DOI: 10.3390/safety12040086 ISSN: 2313-576X

Microbial Contamination of Drinking Water Systems: A Bibliometric Review of Public Health Safety and Risk Management

Louise Julia Acerimo Nicolas, Janah Margareth N. Sia, Akeizha Ashley Brutas, Huai-Ying Huang, Po-Hua Wu, Gabriel Alexis San Pedro Tubalinal, Kuo-Pin Chuang, Brian Harvey Avanceña Villanueva

Access to safe drinking water remains a global public health concern due to its role in the transmission of infectious diseases.
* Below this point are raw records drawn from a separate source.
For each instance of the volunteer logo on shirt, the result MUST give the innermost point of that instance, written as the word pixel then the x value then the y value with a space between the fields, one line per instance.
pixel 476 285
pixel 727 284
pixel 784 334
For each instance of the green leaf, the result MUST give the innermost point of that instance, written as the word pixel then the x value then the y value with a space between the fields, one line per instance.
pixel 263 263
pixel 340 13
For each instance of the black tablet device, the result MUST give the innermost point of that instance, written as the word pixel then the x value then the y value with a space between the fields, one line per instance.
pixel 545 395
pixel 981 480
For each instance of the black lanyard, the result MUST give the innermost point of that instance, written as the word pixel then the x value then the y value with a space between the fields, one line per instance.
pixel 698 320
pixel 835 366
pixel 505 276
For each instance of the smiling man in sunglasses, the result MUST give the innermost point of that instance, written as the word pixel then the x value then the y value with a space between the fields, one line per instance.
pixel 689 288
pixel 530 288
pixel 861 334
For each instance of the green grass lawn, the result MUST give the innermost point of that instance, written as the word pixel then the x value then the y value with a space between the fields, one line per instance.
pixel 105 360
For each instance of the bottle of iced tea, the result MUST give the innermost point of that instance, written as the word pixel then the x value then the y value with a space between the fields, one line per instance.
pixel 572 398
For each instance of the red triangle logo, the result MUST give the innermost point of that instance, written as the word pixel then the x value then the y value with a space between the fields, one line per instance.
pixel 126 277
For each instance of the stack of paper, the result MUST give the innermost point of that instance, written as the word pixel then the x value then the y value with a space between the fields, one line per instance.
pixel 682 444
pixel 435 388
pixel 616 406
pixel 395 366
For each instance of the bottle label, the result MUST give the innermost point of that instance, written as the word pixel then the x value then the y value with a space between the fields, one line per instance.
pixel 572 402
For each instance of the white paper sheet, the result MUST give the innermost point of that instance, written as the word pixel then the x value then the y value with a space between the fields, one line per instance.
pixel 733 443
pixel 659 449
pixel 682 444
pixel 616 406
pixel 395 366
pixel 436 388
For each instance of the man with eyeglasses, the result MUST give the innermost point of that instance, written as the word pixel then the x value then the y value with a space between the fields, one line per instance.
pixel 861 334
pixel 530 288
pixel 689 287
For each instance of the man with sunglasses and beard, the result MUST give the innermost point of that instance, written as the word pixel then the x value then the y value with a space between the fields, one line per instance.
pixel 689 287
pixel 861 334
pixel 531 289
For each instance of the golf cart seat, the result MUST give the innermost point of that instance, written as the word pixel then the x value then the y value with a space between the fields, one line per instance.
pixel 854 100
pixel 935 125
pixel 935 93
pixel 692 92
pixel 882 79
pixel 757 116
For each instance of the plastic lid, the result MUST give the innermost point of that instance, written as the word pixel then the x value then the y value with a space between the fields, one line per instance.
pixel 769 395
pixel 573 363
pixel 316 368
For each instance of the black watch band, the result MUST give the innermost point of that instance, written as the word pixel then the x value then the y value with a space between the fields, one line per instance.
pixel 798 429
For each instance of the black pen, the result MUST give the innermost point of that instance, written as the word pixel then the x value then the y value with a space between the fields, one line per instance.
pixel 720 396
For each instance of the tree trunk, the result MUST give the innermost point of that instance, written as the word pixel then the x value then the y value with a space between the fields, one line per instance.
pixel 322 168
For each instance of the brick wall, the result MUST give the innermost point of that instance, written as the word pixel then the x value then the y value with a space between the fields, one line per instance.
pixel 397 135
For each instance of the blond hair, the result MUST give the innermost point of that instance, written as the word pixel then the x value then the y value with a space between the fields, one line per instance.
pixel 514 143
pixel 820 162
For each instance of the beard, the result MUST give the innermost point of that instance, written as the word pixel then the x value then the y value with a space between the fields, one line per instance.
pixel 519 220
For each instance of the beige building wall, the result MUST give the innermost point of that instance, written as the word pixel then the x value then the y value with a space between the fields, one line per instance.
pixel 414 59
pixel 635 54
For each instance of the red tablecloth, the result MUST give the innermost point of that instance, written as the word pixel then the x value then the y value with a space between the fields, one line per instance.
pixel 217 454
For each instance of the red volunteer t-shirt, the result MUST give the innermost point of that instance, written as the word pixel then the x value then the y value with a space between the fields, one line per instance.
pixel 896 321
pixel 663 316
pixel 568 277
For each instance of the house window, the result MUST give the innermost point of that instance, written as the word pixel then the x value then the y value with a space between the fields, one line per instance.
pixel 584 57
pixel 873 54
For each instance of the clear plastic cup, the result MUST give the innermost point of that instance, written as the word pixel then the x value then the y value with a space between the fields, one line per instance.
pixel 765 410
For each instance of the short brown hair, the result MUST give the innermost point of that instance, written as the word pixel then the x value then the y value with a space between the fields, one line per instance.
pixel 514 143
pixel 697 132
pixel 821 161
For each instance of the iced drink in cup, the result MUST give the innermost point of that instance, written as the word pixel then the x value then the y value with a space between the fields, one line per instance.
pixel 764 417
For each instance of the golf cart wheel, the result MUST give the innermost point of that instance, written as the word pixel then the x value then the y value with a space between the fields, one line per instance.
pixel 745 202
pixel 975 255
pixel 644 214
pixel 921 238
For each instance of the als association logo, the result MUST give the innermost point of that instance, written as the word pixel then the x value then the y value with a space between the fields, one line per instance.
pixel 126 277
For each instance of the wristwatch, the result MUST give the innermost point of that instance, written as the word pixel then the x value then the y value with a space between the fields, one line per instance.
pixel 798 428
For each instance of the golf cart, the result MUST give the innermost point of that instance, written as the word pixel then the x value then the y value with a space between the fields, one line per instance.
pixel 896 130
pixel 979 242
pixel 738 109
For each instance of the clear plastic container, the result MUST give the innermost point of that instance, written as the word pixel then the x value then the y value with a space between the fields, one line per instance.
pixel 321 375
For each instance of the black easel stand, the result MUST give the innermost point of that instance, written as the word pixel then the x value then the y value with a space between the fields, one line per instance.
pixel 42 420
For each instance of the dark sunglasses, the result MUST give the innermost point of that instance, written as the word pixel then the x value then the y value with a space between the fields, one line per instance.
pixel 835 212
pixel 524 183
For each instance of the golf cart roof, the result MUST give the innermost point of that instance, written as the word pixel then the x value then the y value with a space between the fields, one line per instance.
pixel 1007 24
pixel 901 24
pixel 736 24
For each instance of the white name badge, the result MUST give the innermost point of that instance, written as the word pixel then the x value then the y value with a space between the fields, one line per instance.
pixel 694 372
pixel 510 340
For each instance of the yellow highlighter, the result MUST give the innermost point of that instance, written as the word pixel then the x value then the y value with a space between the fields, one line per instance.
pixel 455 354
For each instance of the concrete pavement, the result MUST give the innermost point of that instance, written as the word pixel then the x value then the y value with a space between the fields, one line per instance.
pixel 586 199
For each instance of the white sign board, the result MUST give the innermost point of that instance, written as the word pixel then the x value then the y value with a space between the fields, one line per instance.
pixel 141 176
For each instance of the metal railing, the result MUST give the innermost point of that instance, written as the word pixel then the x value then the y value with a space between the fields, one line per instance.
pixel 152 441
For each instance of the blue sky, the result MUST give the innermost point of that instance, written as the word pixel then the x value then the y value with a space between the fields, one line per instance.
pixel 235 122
Despite the 20th-century achievement of chlorine-based disinfection, drinking water systems face threats from aging infrastructure, climate-induced stressors, and emerging pathogens that evade traditional treatment. This bibliometric review maps three decades of research on microbial contamination in drinking water systems to explain its historical developments, current knowledge, and important updates. Only original and review articles retrieved on 13 April 2026 were screened for inclusion, requiring a focus on detecting, monitoring, or mitigating microbial contamination in drinking water systems. Analysis of 93 records identified a linear growth pattern, shifting from acute enteric pathogen monitoring to the management of opportunistic pathogens (OPs), antimicrobial resistance (AMR), and disinfection by-products (DBPs). Additionally, traditional fecal indicator bacteria (FIB), such as Escherichia coli, may not fully predict the presence of resilient pathogens protected within biofilms or free-living amoebae (FLA), which serve as environmental reservoirs for infection. To address these limitations, this review presents a conceptualization of waterborne pathogens by proposing formal case definitions and diagnostic criteria for critical contamination events (CCE) and chronic low-level exposure (CLLE). Lastly, knowledge gaps and open research questions relevant to future studies on microbial contamination in drinking water systems were identified and discussed.